MAY 07, 2021

How a Microparasite Can Improve Wastewater Treatment

WRITTEN BY: Carmen Leitch

There's water all over the world, but it's estimated that only a small bit  - 0.3 percent of the planet's water - is useful to us, making wastewater treatment an essential and common part of infrastructure everywhere people are living. Wastewater treatment plants also have to deal with a common problem in the form of foam, which is generated by some types of bacteria in the wastewater. Reporting in Nature Microbiology, scientists have now identified a microbe that may help solve this costly issue.


 
"This foam reduces the quality of effluent and creates a hazardous work environment at the plant. It costs the industry billions of dollars each year and makes the plants inefficient, yet there are no effective ways to control these foams," explained senior study author Associate Professor Steve Petrovski.

Petrovski's work typically involves viruses that infect bacteria, or bacteriophages. When looking for a suitable phage that might help with the foam problem, his team found something else instead. The microbe they ended up identifying as a potentially useful foam-fighter is a microparasite called Mycosynbacter amalyticus, which can bind and destroy the foam-generating bacteria.

"One particular bacterium: Gordonia amarae is notorious for causing persistent and stable foams in wastewater treatment plants.
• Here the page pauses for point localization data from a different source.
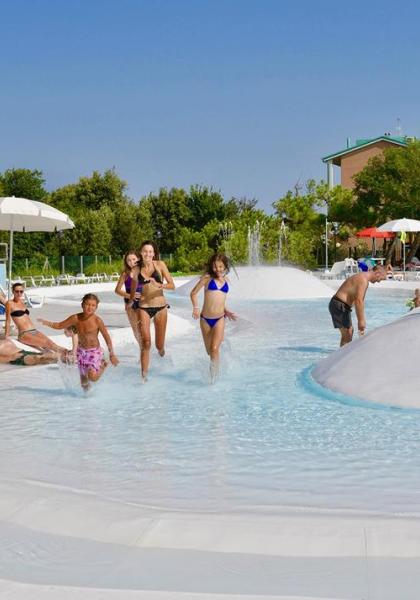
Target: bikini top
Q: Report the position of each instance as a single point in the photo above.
(19, 313)
(212, 287)
(156, 275)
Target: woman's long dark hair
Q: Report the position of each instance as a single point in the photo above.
(210, 264)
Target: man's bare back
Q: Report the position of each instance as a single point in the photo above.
(352, 293)
(353, 288)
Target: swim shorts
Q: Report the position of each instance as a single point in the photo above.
(340, 313)
(89, 358)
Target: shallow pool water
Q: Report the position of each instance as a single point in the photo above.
(262, 438)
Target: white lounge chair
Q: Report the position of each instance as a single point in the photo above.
(337, 271)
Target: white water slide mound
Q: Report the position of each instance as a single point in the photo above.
(270, 283)
(382, 367)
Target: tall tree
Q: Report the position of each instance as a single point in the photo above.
(23, 183)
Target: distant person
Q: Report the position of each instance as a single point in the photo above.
(154, 277)
(213, 314)
(17, 311)
(414, 302)
(131, 260)
(90, 356)
(11, 354)
(389, 271)
(352, 293)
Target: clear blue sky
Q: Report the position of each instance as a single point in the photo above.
(244, 96)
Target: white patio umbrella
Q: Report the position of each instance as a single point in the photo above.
(402, 226)
(21, 214)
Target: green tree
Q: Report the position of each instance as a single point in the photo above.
(204, 205)
(168, 214)
(23, 183)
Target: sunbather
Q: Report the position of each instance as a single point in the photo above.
(11, 354)
(17, 312)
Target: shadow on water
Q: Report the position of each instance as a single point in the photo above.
(309, 349)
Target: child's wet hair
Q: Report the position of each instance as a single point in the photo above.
(217, 257)
(72, 329)
(154, 246)
(87, 297)
(135, 253)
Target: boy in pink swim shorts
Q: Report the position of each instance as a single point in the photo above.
(89, 354)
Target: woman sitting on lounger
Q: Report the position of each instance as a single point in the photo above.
(17, 312)
(12, 355)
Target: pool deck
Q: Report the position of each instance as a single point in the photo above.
(77, 545)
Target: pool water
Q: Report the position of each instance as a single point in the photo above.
(263, 438)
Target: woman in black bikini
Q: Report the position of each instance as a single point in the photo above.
(13, 355)
(154, 276)
(17, 312)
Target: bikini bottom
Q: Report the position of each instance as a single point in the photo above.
(211, 321)
(153, 310)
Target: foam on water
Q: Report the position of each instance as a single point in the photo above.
(270, 283)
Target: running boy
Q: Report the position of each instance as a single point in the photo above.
(89, 354)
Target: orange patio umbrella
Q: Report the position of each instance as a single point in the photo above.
(374, 233)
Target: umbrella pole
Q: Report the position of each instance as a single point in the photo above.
(404, 257)
(9, 287)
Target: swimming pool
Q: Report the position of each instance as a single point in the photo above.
(263, 438)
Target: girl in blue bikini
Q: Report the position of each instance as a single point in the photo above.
(214, 312)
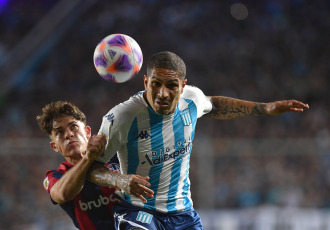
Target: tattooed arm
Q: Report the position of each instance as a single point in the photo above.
(130, 184)
(230, 108)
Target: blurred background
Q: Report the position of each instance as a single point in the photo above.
(264, 173)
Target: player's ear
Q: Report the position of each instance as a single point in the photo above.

Through our work to isolate a phage that will target G. amarae, we accidentally stumbled across another potential solution - a previously unknown microscopic parasite attached to the bacterium," said Petrovski.

The researchers sequenced the G. amarae genome, and learned more about the various mechanisms it employs to defend itself against bacteriophages. The work showed why bacteriophages are not a good approach for dealing with G. amarae.

"But the microparasite, which we have named Mycosynbacter amalyticus, latches onto G. amarae and in fact kills it. This may represent a promising biocontrol strategy to prevent wastewater foaming," said Petrovski.

"Some organisms related to G. amarae can also cause disease in humans and animals such as nocardiosis and bacteremia, and this novel, ultra-small bacterium could potentially be the cure," he added.